D'un conformisme à l'autre, tradition, contestation, violence

Vendredi 29 mars 2018 - Paysages colorés

De 1968 à 2018, une belle jeunesse sans voix, dormant pendant 50 ans. Entre temps la violence a envahi les esprits, dans une société en overdose de sexe.

Quand on regarde les images baba cool des années 1960, on constate comment on s’est habitué à la violence, comment elle fait partie de notre époque, comment elle fonde l’un de ses conformismes, représenté par exemple par le cinéma de Quentin Tarentino.

On a pu opposer l’image de mauvais garçons rebelles des Rolling Stones et leur musique virile, au côté conforme des Beatles, voir trop gentil de Paul McCartney, et leur musique féminine.

Les Beatles et les Rolling Stones

C’est oublier l’air du temps de la fin des années 1950, avec en France et pour nombre de jeunes, une société rigidifiée sur sa morale bourgeoise et ses idées préconçues, sur ce que chacun doit faire et doit être. C’est oublier comment cette société métro-dodo-boulot pouvait être perçue emmerdante et absolument pas motivante. Une société catho jusqu’à la nausée, où les filles devaient arriver vierges au mariage et pour laquelle ne pas avoir d’enfants était insupportable. Quant à ne pas croire en Dieu, alors là, c’était inimaginable : mais alors, si vous ne croyez plus en rien, il n’y a plus de morale !...

Toute une génération s’est roulée par terre, morte de rire, tellement elle n’en pouvait plus des idées à la con des vieux, des croulants. Ce qui n’empêchait pas qu’on les aimait bien, nos parents. Ils en avaient bavé pendant la guerre, puis à reconstruire la France des années 1950. Enfin, s’ils s’en sont pris plein la gueule avec leurs mômes, ils n’étaient pas responsables de la colonisation et de ses conséquences, la guerre en Indochine, la guerre d’Algérie.
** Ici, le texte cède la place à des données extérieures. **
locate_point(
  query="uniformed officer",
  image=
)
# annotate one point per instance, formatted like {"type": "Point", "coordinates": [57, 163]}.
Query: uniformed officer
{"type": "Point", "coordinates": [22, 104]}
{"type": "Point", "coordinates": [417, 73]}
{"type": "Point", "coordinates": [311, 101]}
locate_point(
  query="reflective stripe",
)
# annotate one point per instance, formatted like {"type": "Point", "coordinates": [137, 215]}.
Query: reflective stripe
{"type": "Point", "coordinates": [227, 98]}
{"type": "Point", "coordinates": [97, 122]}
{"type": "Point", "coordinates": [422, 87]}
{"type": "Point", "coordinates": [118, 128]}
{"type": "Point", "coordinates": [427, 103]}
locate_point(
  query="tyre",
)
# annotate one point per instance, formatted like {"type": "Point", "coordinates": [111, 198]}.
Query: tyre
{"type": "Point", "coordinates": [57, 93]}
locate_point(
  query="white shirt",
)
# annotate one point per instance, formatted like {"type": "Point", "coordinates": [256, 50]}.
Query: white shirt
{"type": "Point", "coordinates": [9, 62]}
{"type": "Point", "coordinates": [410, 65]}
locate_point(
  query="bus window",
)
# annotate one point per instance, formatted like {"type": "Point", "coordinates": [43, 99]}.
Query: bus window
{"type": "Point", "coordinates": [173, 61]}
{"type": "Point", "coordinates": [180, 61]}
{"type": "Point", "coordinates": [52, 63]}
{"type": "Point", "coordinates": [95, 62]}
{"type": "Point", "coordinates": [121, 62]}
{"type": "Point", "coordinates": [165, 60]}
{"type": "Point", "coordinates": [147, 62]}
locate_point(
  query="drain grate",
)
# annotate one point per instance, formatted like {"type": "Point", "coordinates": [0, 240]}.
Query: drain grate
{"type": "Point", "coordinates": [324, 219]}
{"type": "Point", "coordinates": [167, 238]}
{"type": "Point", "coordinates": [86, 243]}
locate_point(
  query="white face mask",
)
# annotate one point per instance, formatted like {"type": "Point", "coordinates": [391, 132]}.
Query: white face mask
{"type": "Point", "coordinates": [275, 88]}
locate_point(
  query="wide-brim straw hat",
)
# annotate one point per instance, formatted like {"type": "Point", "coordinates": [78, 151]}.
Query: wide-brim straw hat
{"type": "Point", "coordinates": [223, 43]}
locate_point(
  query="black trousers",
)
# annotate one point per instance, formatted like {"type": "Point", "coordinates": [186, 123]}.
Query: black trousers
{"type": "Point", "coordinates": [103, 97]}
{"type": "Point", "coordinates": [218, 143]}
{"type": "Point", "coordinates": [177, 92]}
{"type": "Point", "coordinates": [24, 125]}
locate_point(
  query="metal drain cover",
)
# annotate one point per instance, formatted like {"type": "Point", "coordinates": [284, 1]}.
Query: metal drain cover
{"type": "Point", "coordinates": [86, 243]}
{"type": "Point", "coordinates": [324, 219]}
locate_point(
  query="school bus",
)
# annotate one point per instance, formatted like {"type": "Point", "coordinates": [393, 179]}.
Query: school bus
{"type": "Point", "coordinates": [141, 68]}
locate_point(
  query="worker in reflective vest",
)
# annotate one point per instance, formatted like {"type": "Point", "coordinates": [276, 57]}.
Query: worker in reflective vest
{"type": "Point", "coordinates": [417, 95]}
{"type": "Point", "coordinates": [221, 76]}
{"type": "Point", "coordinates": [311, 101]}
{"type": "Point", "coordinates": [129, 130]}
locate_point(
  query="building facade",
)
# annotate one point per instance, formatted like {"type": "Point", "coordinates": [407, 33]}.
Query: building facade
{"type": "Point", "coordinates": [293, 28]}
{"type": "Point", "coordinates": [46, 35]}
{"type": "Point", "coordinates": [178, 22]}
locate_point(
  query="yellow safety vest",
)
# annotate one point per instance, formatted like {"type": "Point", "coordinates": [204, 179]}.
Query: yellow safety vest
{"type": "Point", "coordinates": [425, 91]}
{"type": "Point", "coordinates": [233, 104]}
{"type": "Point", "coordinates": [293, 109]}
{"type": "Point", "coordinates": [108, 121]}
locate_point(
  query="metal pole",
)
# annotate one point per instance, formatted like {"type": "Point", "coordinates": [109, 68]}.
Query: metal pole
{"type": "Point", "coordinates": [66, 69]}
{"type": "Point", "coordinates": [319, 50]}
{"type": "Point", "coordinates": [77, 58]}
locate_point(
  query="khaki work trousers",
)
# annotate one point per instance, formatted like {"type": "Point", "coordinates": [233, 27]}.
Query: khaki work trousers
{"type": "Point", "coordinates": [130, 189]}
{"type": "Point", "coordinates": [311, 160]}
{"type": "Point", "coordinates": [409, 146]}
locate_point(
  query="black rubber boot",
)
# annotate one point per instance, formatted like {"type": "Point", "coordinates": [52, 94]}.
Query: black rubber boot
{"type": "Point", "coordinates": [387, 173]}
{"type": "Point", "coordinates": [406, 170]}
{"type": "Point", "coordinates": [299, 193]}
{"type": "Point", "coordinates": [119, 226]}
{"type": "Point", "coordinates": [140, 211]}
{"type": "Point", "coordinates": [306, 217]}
jeunes hippies à Woodstock

En pleine époque peace and love, de protestation contre la guerre du Vietnam, de contestation avant mai 1968, d’idée communautaire hippie, de vie tranquille dans la nature, les Beatles ont involontairement comblé un vide, répondu à une attente. Avec leur énergie communicative, leur bonne humeur, leur joie de vivre en faisant des blagues, ils sont entrés en résonance avec un certain air du temps, avec l’état d’esprit de jeunes pacifiques et nonchalants, qui n’étaient ni maoïstes, ni trotskistes, des jeunes qui voulaient juste rire et s’amuser, faire la fête comme on a dit plus tard.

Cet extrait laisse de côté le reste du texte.